Like many other U.S. companies, Hanesbrands Inc. (HBI) started 2020 with dynamic, positive sales before running headlong into the economic meat grinder of the coronavirus pandemic, as shown in the first-quarter 2020 financial results it released this morning.

The apparel company, which owns numerous familiar brands such as Hanes, Bali, Maidenform, Sheer Energy, L'eggs, and Beefy-T, among others, sustained an approximate 10% decline in both innerwear and outerwear sales, while its revenue and earnings per share (EPS) came up short of analyst forecasts.

Hanesbrands headquarters.

Image source: Hanesbrands Inc.

The company's adjusted $0.05 EPS came in at less than half of the $0.11 analyst consensus estimate reported by Zacks Equity Research. The analysts had already figured in a major decline from the $0.27 EPS Hanesbrands reported for Q1 2019. Its revenue of $1.32 billion fell 2.72% short of analyst expectations, a nearly 17% plunge from last year's $1.59 billion.

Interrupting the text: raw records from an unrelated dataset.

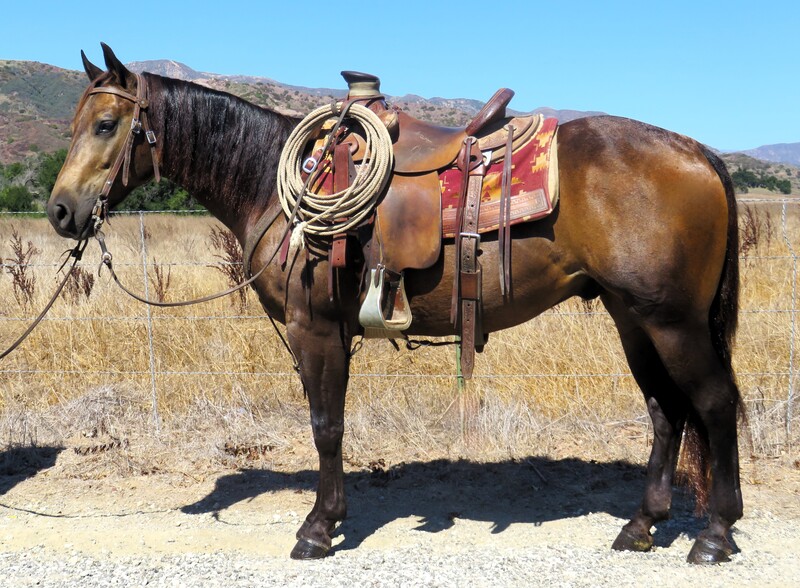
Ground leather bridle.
[87,73,161,234]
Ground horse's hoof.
[611,527,653,551]
[291,538,331,559]
[686,535,733,564]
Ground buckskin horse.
[47,45,742,563]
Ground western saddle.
[300,71,552,378]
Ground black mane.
[146,74,298,213]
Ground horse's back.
[556,116,729,322]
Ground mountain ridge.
[0,59,800,165]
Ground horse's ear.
[100,43,136,89]
[81,49,103,82]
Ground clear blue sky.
[0,0,800,150]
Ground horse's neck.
[149,76,293,242]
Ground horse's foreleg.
[603,297,688,551]
[287,319,350,559]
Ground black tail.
[703,146,739,378]
[680,146,745,513]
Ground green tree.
[0,184,34,212]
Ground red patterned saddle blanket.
[439,118,558,238]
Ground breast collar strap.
[89,73,161,232]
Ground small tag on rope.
[289,221,308,249]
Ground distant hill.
[742,143,800,165]
[0,59,601,163]
[0,61,86,163]
[0,60,800,173]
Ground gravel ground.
[0,458,800,588]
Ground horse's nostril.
[55,204,69,222]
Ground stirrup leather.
[358,265,411,339]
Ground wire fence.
[0,197,800,439]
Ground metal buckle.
[302,157,319,174]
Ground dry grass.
[0,205,800,476]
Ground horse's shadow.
[181,457,702,552]
[0,445,64,496]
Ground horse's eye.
[95,119,117,135]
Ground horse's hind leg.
[646,319,742,563]
[603,297,688,551]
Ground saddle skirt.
[309,111,558,272]
[439,116,558,238]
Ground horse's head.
[47,44,158,239]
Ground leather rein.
[0,73,298,362]
[86,73,299,371]
[88,73,280,307]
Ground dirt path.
[0,448,800,586]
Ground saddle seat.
[314,72,557,368]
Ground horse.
[47,44,743,563]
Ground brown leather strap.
[497,125,514,296]
[451,137,486,379]
[89,73,161,231]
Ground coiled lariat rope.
[278,103,394,240]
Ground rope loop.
[278,103,394,237]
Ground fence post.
[139,211,161,433]
[781,200,797,443]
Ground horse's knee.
[311,417,344,453]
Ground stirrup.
[358,265,411,339]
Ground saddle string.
[0,239,89,359]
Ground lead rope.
[0,239,89,359]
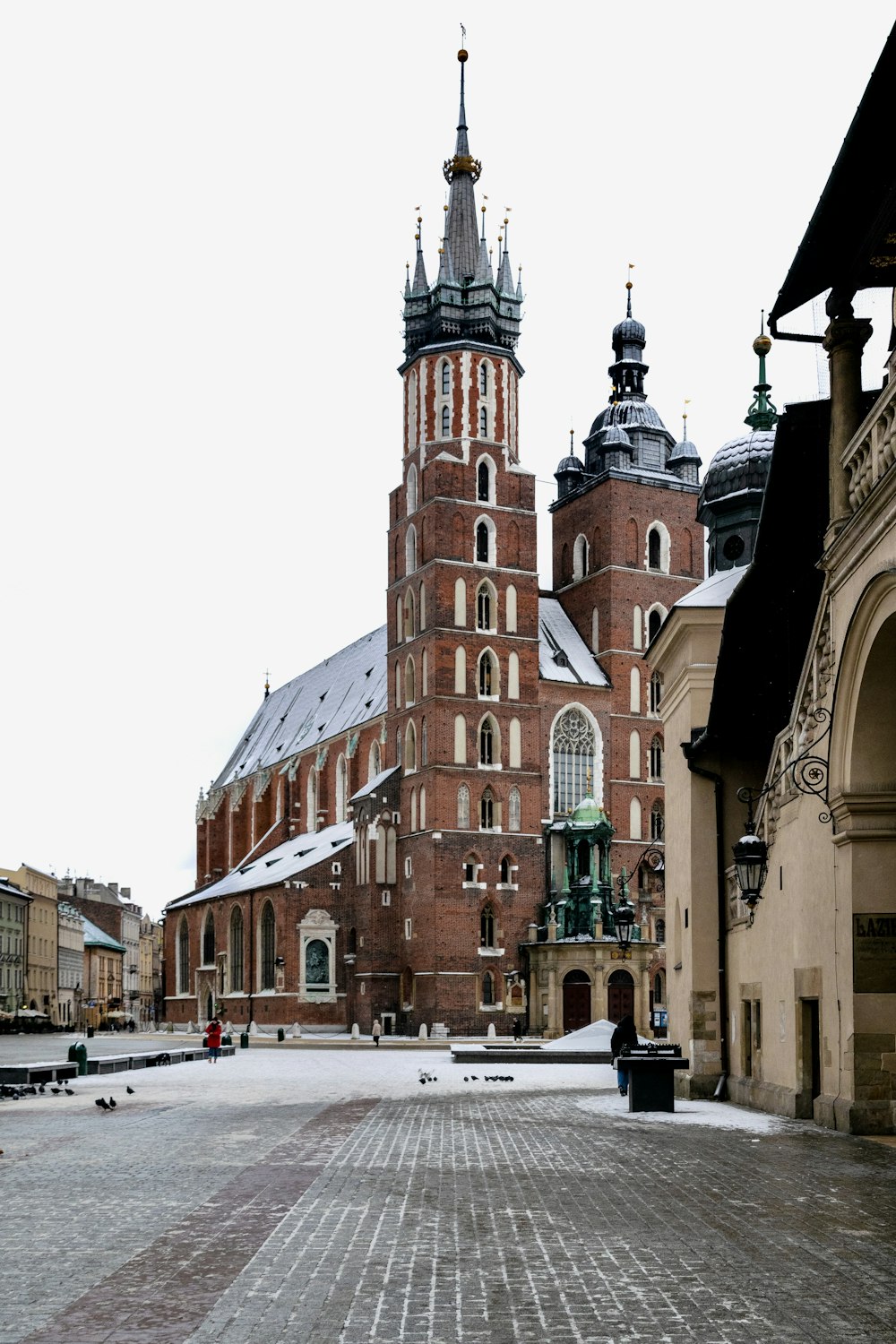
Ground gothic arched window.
[202,910,215,967]
[258,900,274,989]
[476,523,489,564]
[650,672,662,714]
[336,753,348,822]
[479,650,498,696]
[551,707,597,816]
[479,715,500,765]
[476,462,489,504]
[648,527,661,570]
[227,906,243,995]
[177,916,189,995]
[476,583,495,631]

Outerwear sales fell 10.2%, and innerware 9.4%. Operating cash flow improved by roughly $100 million year over year, with an $84 million burn in Q1 2020 versus a $194 million burn during Q1 2019.

Hanesbrands offered a concrete estimate of the exact damage COVID-19 did to its key financial metrics. It reckons earnings per share would have been $0.20 higher absent the coronavirus, speculatively giving it $0.25 EPS, close to the ballpark of last year's Q1 $0.27 EPS.

It says the coronavirus caused a $181 million revenue loss, while 2019's figures were also inflated by the now-exited C9 Champion program and DKNY license.

"We were on a pace to deliver a strong first quarter above our expectations until the late quarter impact of the COVID-19 pandemic," CEO Gerald Evans Jr. said.